You can have multiple Drawings with sections in the same project that follow the same idea.

 

Section-Sheet-Drawing.png

 

 

 

Sections: A-1, A-2, A-3, A-4, B-1, B-2, B-3, B-4 ( the location for the puzzle pieces... Smiley Happy )

Sheets: 1 - 8  ( the order you want them to print)

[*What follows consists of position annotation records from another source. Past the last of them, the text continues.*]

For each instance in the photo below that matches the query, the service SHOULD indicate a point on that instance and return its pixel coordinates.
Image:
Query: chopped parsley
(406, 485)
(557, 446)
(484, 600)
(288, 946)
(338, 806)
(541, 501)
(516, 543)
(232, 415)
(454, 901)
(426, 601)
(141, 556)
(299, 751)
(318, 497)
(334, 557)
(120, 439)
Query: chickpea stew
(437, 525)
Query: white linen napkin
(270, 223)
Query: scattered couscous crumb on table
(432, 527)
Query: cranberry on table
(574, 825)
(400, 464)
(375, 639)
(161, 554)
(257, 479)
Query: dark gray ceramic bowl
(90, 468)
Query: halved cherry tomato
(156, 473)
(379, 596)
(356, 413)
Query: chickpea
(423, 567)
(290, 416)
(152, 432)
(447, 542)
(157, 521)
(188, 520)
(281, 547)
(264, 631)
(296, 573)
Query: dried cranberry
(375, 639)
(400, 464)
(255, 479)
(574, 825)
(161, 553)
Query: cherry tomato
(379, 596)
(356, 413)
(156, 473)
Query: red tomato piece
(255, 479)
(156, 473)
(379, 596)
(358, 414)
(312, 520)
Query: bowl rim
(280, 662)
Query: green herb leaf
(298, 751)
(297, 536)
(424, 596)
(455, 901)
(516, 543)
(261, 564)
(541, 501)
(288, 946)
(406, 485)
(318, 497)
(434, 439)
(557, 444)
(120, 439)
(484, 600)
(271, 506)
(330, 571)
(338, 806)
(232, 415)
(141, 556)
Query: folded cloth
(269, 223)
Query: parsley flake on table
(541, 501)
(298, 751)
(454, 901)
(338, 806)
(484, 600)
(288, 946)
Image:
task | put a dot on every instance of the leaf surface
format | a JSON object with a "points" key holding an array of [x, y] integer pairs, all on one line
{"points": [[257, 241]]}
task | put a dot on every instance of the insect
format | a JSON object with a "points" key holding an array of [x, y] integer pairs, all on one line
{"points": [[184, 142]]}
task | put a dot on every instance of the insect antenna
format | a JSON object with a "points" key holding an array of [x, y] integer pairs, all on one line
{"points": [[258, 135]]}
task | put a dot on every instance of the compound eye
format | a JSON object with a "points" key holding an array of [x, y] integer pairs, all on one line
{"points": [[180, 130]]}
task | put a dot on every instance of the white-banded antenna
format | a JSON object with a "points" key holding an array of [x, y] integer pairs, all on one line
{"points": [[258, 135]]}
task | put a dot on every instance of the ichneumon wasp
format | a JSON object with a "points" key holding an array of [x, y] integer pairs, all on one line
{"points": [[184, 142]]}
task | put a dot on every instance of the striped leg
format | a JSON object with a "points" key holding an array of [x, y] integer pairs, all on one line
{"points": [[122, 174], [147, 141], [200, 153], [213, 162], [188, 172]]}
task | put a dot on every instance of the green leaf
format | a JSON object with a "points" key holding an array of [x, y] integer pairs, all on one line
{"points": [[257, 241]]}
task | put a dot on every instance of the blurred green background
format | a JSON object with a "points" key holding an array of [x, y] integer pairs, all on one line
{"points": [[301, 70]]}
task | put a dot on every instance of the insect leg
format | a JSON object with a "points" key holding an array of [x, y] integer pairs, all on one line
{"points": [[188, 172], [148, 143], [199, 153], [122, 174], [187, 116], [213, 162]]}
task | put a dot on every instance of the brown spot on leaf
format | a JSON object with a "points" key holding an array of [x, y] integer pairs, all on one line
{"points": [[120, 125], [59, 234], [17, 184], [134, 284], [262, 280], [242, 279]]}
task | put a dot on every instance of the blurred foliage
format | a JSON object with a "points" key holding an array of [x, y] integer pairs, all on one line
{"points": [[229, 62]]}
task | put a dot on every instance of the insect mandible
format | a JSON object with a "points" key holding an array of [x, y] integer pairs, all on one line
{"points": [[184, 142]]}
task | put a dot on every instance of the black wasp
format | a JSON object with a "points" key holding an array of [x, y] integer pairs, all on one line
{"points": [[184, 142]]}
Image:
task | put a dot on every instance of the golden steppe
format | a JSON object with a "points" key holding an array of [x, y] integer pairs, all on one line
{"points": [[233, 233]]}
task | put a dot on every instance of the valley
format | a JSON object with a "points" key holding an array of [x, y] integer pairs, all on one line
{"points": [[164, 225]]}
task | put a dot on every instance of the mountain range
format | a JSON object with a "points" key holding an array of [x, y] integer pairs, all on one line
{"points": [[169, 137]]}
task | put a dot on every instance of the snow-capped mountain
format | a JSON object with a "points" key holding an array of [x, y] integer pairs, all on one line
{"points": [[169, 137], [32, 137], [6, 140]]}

Drawings: D-XYZ123 & D-XYZ124  (all of the A Sections are together and all of the B Sections are together)

 

I hope this helps,

 

James

James Alger
(I'm on several hundred posts as "algerj")

Work:
Dell Precision 5530 (Xeon E 2176M)
1tb SSD, 64GB RAM
Nvidia Quadro P2000, Win10
Message 11 of 14
controlsgirl
in reply to: userlevel6

Thanks a lot for sharing. I'll check it out!


Thank You,

Tisha Lane
tisha.lane317@gmail.com
Cell Phone: (616) 828-2051
Message 12 of 14
controlsgirl
in reply to: userlevel6

Thanks for sharing your code!
Message 13 of 14
controlsgirl
in reply to: jalger

This is perfect. I've exported components in order to change descriptions in excel but never noticed the drawing settings at the bottom.
Message 14 of 14
userlevel6
in reply to: controlsgirl

Glad you like the concept. I'm remembering now, that I used this mostly for existing drawing sets. I would take a folder full of drawings, and run the WD_M-EDIT script project-wide. Hope it saves you some time too!